Mr Tarry is understood to have won 57 per cent of the in-person votes at the selection but just 35 per cent of the Anonyvoter votes, plus a small number of postal votes. Mr Athwal won 43 per cent of the in-person votes but 65 per cent of the Anonyvoter and postal vote.

The vote breakdown was provided by Mr Tarry’s team. No record is published by the party. Labour and Mr Athwal did not dispute the accuracy when approached for comment.

Ms Winter competed against Gerald Jones, the Labour MP for Merthyr Tydfil and Rhymney, who was made shadow Scotland minister by Sir Keir in September.

She won 56 per cent of the postal votes but 47 per cent of the Anonyvoter votes, according to a breakdown recorded by her team. There were no in-person votes.
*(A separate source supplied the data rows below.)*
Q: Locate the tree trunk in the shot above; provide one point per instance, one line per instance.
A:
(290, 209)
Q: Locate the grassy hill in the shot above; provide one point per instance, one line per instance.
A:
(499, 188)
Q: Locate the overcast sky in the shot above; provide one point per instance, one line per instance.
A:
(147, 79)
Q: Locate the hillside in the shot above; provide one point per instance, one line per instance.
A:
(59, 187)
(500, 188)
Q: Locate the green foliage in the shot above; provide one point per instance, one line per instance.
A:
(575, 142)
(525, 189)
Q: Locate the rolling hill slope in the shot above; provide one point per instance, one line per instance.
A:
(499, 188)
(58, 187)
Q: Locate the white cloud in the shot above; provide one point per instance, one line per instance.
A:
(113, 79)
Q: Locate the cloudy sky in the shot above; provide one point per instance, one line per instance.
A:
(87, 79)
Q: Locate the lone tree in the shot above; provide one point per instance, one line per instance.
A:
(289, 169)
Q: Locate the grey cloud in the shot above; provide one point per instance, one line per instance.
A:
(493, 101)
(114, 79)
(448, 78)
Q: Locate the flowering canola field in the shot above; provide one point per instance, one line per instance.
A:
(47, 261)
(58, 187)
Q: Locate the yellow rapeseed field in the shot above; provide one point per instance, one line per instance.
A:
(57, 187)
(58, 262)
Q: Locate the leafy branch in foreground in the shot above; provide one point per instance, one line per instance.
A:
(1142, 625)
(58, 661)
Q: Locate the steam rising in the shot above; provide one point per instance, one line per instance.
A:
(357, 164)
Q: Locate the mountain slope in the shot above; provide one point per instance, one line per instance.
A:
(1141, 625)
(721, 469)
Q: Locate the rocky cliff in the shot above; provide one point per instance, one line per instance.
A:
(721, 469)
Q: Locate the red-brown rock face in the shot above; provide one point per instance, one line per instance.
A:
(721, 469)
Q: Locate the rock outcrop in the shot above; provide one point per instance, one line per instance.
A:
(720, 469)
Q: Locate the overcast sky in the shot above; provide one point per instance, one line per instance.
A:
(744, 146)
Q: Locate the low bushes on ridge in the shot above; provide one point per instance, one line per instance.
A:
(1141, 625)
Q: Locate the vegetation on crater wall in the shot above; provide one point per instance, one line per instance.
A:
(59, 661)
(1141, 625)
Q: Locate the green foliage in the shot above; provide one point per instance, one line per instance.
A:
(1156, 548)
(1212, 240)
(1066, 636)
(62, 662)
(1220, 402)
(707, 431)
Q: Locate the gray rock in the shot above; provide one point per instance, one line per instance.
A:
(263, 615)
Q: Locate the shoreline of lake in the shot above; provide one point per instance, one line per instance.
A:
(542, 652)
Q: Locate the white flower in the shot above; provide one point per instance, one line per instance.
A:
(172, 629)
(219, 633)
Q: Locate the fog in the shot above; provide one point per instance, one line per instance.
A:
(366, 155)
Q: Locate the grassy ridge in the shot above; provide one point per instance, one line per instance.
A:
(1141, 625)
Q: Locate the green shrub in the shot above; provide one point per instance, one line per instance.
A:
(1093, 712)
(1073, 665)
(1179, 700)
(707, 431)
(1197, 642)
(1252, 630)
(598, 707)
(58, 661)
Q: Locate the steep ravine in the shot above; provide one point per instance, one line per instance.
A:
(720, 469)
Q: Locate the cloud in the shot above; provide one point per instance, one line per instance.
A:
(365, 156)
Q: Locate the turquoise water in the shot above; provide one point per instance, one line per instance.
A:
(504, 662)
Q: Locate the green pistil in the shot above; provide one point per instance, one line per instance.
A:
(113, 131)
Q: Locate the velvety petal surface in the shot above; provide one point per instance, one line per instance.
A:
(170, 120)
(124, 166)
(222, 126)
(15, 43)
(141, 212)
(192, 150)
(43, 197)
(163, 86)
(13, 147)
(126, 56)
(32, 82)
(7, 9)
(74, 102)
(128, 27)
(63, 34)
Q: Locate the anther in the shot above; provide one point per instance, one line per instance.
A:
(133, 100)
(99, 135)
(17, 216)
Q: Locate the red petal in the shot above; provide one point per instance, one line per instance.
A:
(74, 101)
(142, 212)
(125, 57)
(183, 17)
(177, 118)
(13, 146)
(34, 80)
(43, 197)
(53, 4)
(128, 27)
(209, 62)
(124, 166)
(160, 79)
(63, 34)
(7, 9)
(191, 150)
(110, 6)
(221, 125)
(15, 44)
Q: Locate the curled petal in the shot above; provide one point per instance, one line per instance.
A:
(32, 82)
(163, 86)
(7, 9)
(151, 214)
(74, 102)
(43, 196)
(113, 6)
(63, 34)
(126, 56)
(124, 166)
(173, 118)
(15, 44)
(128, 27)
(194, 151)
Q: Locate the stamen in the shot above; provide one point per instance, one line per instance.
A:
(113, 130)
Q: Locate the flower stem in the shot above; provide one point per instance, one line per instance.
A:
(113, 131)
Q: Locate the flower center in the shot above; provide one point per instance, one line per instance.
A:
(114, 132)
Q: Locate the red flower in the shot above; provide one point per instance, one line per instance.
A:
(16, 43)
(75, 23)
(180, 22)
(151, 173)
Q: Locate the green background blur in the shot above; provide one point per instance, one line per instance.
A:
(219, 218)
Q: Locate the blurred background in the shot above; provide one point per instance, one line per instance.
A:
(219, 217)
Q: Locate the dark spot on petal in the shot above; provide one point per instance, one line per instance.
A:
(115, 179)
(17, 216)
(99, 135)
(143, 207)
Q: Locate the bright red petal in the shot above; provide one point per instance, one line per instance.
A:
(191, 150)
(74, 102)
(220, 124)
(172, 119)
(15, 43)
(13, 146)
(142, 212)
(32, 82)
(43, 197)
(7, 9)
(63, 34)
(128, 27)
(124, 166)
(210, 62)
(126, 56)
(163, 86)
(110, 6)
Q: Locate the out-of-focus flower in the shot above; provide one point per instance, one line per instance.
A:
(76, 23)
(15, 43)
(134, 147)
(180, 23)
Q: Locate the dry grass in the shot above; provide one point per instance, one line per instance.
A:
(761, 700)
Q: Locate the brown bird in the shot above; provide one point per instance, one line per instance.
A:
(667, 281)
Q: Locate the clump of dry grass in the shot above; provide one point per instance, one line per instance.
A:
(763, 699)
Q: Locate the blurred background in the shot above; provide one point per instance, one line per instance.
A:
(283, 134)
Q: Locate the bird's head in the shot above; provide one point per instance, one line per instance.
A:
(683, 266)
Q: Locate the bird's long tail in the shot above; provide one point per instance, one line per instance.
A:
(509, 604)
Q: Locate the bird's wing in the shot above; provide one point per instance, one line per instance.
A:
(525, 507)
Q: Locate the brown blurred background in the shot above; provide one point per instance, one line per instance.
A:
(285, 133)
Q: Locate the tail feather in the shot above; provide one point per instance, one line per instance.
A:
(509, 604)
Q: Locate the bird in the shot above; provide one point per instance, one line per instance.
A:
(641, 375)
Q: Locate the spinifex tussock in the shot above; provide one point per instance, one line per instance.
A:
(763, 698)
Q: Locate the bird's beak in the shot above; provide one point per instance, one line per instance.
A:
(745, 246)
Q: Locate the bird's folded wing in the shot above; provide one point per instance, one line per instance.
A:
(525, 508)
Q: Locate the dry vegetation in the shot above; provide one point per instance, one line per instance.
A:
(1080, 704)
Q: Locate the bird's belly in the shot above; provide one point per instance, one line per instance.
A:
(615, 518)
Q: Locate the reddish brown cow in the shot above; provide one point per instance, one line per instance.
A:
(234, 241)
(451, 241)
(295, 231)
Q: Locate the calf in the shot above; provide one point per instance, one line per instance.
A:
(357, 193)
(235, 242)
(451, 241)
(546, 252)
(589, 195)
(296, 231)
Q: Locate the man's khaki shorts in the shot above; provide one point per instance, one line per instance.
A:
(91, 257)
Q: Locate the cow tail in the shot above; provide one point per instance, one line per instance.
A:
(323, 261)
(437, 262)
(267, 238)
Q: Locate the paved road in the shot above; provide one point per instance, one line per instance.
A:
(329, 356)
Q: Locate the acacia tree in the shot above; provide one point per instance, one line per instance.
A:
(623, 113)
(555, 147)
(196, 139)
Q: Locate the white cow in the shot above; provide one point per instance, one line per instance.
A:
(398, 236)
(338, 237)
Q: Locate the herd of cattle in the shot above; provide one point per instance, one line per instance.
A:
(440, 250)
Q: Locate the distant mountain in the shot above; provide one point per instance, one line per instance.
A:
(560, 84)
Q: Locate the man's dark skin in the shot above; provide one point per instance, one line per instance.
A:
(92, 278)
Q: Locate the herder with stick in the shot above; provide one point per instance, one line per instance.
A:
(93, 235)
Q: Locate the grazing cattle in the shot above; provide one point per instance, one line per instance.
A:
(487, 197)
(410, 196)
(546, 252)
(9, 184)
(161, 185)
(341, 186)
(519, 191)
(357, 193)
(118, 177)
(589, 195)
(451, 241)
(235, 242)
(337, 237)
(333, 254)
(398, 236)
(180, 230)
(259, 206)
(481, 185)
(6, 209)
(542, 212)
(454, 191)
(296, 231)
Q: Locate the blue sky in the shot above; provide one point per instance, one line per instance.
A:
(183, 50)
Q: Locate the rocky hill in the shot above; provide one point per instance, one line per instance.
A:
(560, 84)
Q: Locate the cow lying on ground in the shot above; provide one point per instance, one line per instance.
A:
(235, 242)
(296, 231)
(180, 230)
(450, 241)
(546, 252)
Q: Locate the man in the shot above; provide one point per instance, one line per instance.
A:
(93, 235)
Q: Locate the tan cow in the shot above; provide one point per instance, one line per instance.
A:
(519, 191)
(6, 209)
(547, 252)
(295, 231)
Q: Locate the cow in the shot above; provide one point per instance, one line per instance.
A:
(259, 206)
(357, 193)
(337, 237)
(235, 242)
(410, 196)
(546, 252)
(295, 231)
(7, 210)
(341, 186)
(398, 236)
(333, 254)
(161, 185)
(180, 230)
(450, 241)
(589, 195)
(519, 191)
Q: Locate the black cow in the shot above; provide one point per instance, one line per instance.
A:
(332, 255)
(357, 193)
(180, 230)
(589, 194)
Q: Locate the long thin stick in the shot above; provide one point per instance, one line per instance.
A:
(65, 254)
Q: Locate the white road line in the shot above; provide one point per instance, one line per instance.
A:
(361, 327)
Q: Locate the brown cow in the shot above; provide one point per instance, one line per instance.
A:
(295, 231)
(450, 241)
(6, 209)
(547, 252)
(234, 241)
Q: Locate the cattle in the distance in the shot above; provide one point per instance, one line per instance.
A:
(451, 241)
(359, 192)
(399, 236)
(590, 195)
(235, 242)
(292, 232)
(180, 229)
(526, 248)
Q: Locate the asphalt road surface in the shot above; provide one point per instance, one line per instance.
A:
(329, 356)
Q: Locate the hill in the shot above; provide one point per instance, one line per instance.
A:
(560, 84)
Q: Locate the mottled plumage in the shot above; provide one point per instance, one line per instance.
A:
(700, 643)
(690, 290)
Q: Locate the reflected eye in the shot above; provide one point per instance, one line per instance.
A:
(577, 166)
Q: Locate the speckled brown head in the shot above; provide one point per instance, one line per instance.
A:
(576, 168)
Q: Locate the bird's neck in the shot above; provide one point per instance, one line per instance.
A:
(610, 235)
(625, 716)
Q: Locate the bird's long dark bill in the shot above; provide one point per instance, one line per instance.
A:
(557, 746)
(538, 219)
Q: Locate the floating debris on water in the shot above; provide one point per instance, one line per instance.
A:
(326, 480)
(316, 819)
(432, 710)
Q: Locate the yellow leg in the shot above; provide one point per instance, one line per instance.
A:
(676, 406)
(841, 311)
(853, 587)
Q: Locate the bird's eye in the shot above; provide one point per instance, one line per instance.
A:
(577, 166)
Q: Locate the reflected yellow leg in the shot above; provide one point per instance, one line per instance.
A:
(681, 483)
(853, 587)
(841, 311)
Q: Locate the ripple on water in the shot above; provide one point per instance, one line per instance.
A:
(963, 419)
Mr Jones won 43 per cent of the postal votes – there was one abstention – but 53 per cent of the Anonyvoter votes, meaning he will be the candidate for the new seat.

Before and after the June 2023 selection, Ms Winter’s lawyers Howe+Co sent letters to senior figures in both the UK Labour Party and Welsh Labour raising concerns about the process.

A letter sent to Jo McIntyre, the general secretary of Welsh Labour, before the selection raised concerns about using online voting, saying: “As you are aware from previous trigger ballots and selections, there is serious disquiet among some parliamentarians and party members that online processes have produced and will continue to produce undemocratic results which lack fairness and transparency.”

afraid_of_zombies@lemmy.world on 01 May 19:19 collapse

Whatever you do don’t try to build tiny homes for the homeless. Last time someone tried it the government wrecked them.